When Esther discovers the kiss, Chloe pretends that she instigated it. Tilly agrees to let Chloe continue living with her. Carmel Valentine (Gemma Merna) later approaches Chloe with the idea of buying her baby. She agrees but changes her mind when she witnesses a fiery argument in the McQueen household. Tilly causes an argument with Esther on New Year's Eve so she can spend it with Chloe. They kiss but Tilly feels guilty and cannot leave Esther. Chloe decides to leave the village but Carmel attempts to convince her to be her surrogate again. Chloe demands a cash payment and plans to run away with the cash. But Esther realises that Tilly loves Chloe and convinces her to leave with her. Tilly manages to catch Chloe and they leave together.

==Reception==
The Evening Herald's Rabbitte described Chloe as a "fun-loving", young Irish mother who creates trouble on her arrival. Laura Morgan from All About Soap had branded Chloe a "crafty" type of character. A RTÉ.ie reporter opined that Chloe returned to Hollyoaks in October as a "vulnerable girl". Digital Spy's Kilkelly said that "mischievous Chloe" was "not one to be easily fooled" and that blackmail is part of her "true colours". He also viewed Chloe and Tilly's kiss as a surprise moment. He later said that Chloe created a "history of erratic behaviour" during her tenure. A writer from SoapSquawk branded Chloe a "fiery" female.

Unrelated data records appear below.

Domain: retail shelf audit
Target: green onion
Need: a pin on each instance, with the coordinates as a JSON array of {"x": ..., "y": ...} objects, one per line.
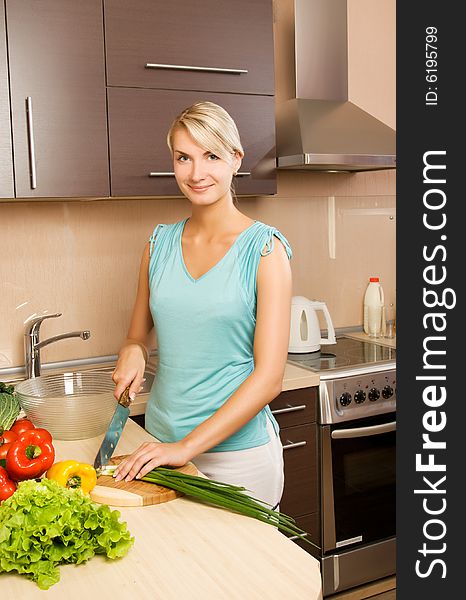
[{"x": 225, "y": 495}]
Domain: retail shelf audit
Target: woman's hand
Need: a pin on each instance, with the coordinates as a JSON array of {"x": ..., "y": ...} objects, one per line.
[
  {"x": 129, "y": 370},
  {"x": 149, "y": 456}
]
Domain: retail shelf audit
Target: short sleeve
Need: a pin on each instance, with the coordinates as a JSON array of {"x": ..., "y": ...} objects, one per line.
[{"x": 260, "y": 242}]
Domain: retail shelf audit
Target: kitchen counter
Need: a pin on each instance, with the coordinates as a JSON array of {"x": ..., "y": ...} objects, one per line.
[
  {"x": 182, "y": 549},
  {"x": 360, "y": 335}
]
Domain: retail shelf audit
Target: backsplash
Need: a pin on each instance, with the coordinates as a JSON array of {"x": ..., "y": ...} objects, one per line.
[{"x": 82, "y": 258}]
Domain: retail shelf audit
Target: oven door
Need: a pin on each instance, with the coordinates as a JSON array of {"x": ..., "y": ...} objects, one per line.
[{"x": 358, "y": 482}]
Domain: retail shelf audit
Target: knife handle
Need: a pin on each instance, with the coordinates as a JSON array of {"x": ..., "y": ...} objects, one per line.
[{"x": 124, "y": 399}]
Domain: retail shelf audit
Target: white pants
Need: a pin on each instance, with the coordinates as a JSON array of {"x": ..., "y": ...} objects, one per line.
[{"x": 258, "y": 469}]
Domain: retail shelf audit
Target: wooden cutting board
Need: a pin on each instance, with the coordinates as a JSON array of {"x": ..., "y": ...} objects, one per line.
[{"x": 134, "y": 493}]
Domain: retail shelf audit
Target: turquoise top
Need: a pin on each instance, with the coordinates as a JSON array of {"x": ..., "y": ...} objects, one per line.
[{"x": 205, "y": 333}]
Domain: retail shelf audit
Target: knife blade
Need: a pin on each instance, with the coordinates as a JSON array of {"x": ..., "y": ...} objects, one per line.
[{"x": 113, "y": 433}]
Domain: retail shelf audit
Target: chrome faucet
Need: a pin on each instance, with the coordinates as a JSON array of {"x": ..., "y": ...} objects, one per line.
[{"x": 32, "y": 345}]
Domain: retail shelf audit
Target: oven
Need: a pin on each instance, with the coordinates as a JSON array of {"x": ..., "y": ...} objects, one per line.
[{"x": 356, "y": 434}]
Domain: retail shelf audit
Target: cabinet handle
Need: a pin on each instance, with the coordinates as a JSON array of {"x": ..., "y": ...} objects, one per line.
[
  {"x": 162, "y": 174},
  {"x": 289, "y": 408},
  {"x": 31, "y": 149},
  {"x": 289, "y": 445},
  {"x": 192, "y": 68},
  {"x": 172, "y": 174},
  {"x": 298, "y": 537}
]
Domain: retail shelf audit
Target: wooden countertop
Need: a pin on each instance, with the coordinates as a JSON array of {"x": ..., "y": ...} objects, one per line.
[{"x": 182, "y": 549}]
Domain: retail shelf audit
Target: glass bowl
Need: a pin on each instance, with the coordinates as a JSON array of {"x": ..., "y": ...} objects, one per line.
[{"x": 71, "y": 406}]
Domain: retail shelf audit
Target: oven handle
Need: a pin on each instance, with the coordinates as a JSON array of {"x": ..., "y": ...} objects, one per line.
[{"x": 338, "y": 434}]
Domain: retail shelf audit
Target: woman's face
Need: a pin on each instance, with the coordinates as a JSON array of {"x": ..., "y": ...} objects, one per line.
[{"x": 203, "y": 177}]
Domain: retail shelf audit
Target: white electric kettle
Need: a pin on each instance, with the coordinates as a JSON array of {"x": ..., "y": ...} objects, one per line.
[{"x": 305, "y": 329}]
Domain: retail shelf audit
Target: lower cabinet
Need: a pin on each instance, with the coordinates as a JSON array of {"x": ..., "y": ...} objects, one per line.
[
  {"x": 140, "y": 161},
  {"x": 296, "y": 411}
]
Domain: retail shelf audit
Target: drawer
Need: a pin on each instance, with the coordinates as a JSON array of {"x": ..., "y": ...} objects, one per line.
[
  {"x": 233, "y": 41},
  {"x": 140, "y": 161},
  {"x": 295, "y": 407},
  {"x": 301, "y": 492}
]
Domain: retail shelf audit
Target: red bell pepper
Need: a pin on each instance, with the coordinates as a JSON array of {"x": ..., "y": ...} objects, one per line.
[
  {"x": 30, "y": 455},
  {"x": 7, "y": 486},
  {"x": 21, "y": 425},
  {"x": 7, "y": 437},
  {"x": 4, "y": 450}
]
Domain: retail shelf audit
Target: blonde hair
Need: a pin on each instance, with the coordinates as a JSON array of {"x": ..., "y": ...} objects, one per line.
[{"x": 211, "y": 127}]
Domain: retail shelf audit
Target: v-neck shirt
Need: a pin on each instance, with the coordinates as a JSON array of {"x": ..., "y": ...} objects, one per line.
[{"x": 205, "y": 333}]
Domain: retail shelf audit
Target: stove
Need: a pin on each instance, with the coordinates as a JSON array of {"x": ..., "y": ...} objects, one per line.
[
  {"x": 356, "y": 441},
  {"x": 347, "y": 356},
  {"x": 357, "y": 379}
]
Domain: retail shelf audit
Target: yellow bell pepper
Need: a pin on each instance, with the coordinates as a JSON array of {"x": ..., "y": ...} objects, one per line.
[{"x": 73, "y": 474}]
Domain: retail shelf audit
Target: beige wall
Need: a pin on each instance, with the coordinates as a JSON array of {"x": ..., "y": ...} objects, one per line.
[{"x": 81, "y": 258}]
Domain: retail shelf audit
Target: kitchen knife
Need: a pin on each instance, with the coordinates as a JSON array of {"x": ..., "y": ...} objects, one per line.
[{"x": 120, "y": 416}]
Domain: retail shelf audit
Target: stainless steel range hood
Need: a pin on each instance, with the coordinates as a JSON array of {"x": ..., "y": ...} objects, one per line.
[{"x": 320, "y": 129}]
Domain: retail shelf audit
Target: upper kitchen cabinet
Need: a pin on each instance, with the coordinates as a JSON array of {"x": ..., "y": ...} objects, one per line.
[
  {"x": 58, "y": 103},
  {"x": 207, "y": 45},
  {"x": 140, "y": 161},
  {"x": 6, "y": 156}
]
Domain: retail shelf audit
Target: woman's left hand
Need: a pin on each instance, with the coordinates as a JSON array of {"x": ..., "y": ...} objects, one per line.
[{"x": 149, "y": 456}]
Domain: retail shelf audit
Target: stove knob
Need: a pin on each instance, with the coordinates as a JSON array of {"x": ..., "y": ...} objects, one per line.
[
  {"x": 345, "y": 399},
  {"x": 374, "y": 394},
  {"x": 359, "y": 396},
  {"x": 387, "y": 392}
]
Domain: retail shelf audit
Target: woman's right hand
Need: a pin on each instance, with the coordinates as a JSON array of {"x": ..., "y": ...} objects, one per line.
[{"x": 129, "y": 370}]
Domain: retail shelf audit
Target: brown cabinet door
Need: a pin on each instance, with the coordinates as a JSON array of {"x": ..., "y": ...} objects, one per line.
[
  {"x": 301, "y": 492},
  {"x": 295, "y": 407},
  {"x": 231, "y": 36},
  {"x": 6, "y": 156},
  {"x": 311, "y": 525},
  {"x": 139, "y": 156},
  {"x": 57, "y": 76}
]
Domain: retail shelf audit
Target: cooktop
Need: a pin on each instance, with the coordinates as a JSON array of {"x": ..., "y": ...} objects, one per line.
[{"x": 347, "y": 354}]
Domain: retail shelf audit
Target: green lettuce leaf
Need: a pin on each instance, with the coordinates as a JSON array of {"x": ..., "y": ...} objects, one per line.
[{"x": 43, "y": 525}]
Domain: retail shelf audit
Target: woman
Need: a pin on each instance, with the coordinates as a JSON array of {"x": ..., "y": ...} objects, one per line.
[{"x": 218, "y": 291}]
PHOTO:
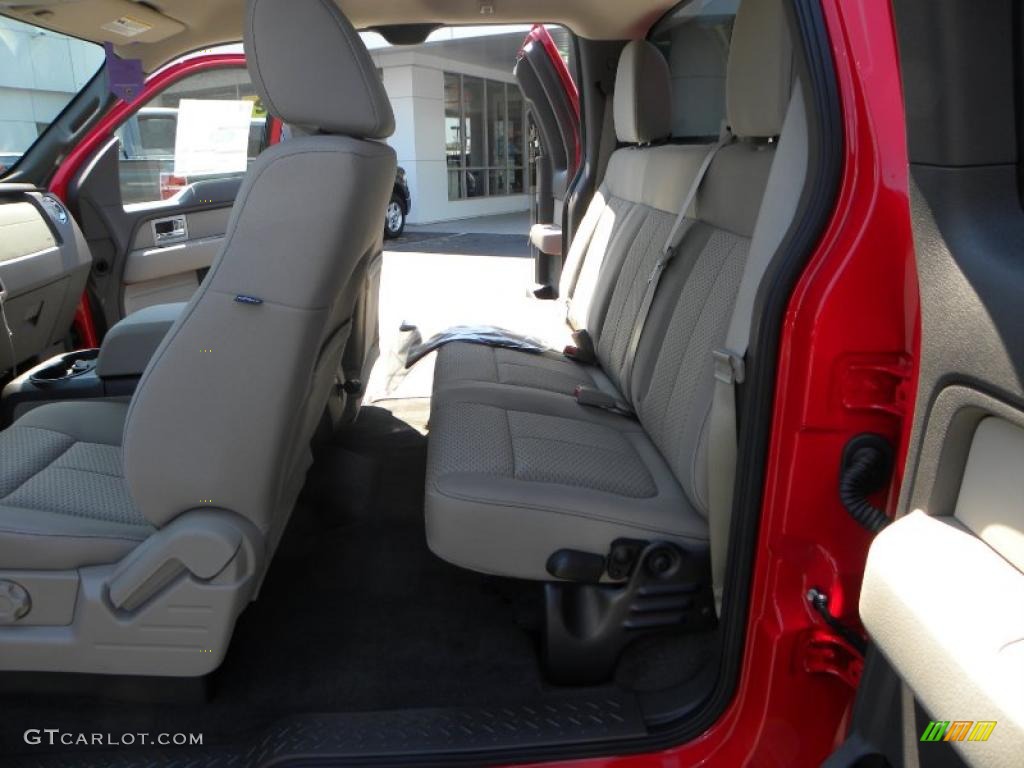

Viewing an unconcerned Chloe being arrested while pregnant left one writer from Virgin Media questioning "what on earth is she playing at?" Carena Crawford from Reveal magazine chose Chloe being rushed into hospital as a soap highlight of the day. Rebecca Bowden writing for Yahoo! was delighted that Chloe "effortlessly" got the upper hand over Sienna and congratulated her in her article. When Chloe offers to sell Sienna her baby questioned whether the storyline could become any crazier and drawn out. She later commented that Tilly was "clearly gobsmacked by how low Sienna and Chloe will sink in order to protect themselves". Anthony D. Langford of TheBacklot.com said that Chloe blackmailing John Paul with the threat of legal action was a "dumb" storyline. He noted that she had no money to pay for legal fees leaving John Paul free to ignore her demands. Hennessy branded Chloe a "serial surrogate mother" whose presence caused an "explosive impact".